Consistent with previous reports (López-Aranda et al., 2023), we initially demonstrated that treatment with PLX5622, a highly selective brain-penetrant inhibitor of the CSF1R, for 3 weeks resulted in widespread depletion of microglia throughout the brain, including approximately 83% reduction in the hippocampus (Figs. 1A1C; Unpaired t test, PLX5622 chow vs. control chow, P < 0.0001). Under physiological conditions, microglial depletion in adult mice did not impact locomotor activity or anxiety-related behaviors (Figs. 1E and 1F), nor did it affect spatial learning (Fig. 1G) or swimming speed (Fig. 1I) in the WMW task. However, during the probe test, it was found that while both groups of mice were able to form long-term spatial memories (Fig. 1H; one sample t test, P < 0.001 in comparison to random 50%), PLX5622-treated mice spent less time searching in the training quadrant than controls (Fig. 1H; Unpaired t test, PLX5622 vs. CON, t = 2.61, P < 0.05), indicating mild impairment in spatial memory.
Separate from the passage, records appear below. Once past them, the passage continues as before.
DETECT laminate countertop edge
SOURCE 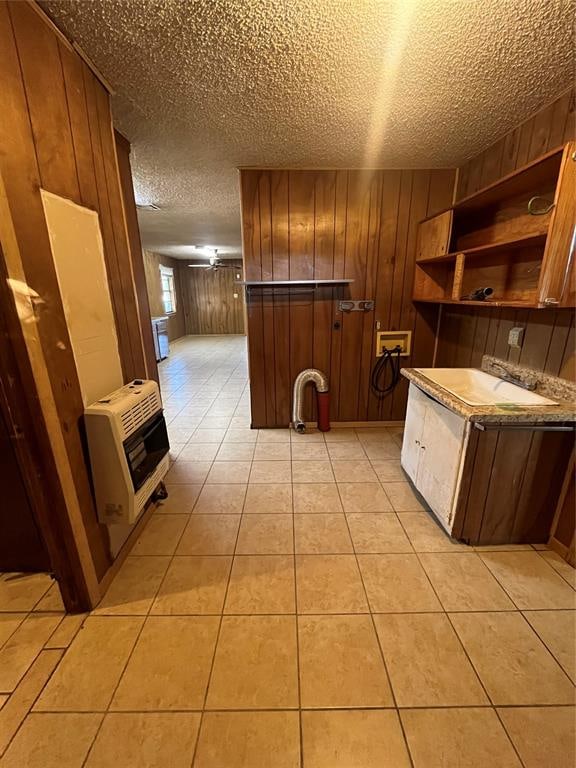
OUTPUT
[400,368,576,424]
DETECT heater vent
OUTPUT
[120,392,160,440]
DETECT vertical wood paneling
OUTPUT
[436,90,576,379]
[241,170,454,426]
[0,2,153,578]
Adult microglial depletion causes mild spatial memory impairment.

Figure 1: Adult microglial depletion causes mild spatial memory impairment.
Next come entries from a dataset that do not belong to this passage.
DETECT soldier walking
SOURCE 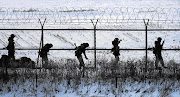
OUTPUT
[39,44,53,68]
[75,43,89,69]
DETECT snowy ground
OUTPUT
[0,0,180,97]
[0,78,180,97]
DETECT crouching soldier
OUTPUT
[39,44,53,68]
[75,43,89,69]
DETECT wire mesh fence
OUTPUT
[0,8,180,29]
(A) Experimental design. (B) Representative images. Iba1 (green), DAPI (blue). Scale bar, 200 μm. (C) Iba1+ cell density in the hippocampus. n = 4 mice per group. (D) Behavioral experiment design. (E) EPM. (F) OF. (G–I) MWM. n = eight mice per group. ****P < 0.0001, ***P < 0.001 or *P < 0.05 means significant difference.

Depletion or inactivation of microglia blocks LPS-induced spatial memory impairment

In previous studies, we have demonstrated that systemic administration of LPS (0.5 mg/kg) daily for 7 days impairs spatial learning and memory in C57BL6 mice (Liu et al., 2024). To investigate the effect of microglial depletion on LPS-induced memory impairment, we initiated PLX5622 treatment 2 weeks prior to LPS administration. MWM training started 24 h after the conclusion of LPS injection (Jung et al., 2023) (Fig. 2A). Our results indicate that microglial depletion prevented LPS-induced spatial learning and memory impairment (Figs. 2B2D). Specifically, PLX5622-pretreated mice (PLX5662+LPS) exhibited reduced latency to platform compared to controls (CON+LPS) over the course of 7 training days (Fig. 2B; Two-way repeated measure ANOVA with Sidak’s multiple comparisons test, P < 0.05 to P < 0.001 from training day 5 to day 7). During the probe test on day 7, PLX5622+LPS mice spent a significantly higher percentage of time navigating the training quadrant than CON+LPS mice (Fig. 2C; unpaired t test, t = 3.74, P < 0.01). Both groups of mice displayed similar swimming speed during the probe test (Fig. 2D). Therefore, our findings demonstrate that adult depletion of microglia prevents LPS-induced impairment in both spatial learning and spatial memory.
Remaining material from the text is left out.